Both are titled ‘Memorial to the Heroes of the Peninsular War’. We’ve not seen the one in Porto but thanks to MrB spotting a picture of the monument in the Gulbenkian’s modern collection, we did track down the one in Lisboa.
We were fascinated by it as not only is it huge, but it is quite unlike most war memorials I have ever come across. It reflects life before the war, the war itself and the impact of a brutal military occupation on civilian life by depicting a woman or is it child crying at the man’s feet. It also manages to capture the joy of a nation when they regain their independence, or in this case the flag from their oppressors (eagle). Visit here for a more detailed explanation.
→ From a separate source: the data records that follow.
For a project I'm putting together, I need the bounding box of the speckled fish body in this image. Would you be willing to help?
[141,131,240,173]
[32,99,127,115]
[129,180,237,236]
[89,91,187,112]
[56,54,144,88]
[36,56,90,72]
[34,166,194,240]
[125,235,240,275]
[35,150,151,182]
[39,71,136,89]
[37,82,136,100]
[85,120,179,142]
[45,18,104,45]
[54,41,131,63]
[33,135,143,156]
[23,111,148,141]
It is magnificent. What I do find ironic though is that this ‘dramatic depiction of a people caught up in brutality’ (as described by Barry Hatton in his ‘The Portuguese, A Modern History‘) was inaugurated during the Salazar’s dictatorship.
I am really glad we saw it but a word of warning it is not an adventure I would want to repeat. Rotunda de Entrecampos, the roundabout in which is located, is very busy, and there is no way of accessing the monument itself. The Porto one is also in the middle of a roundabout, but has a park surrounding it so a visit to that one looks like it is a much more pleasurable experience.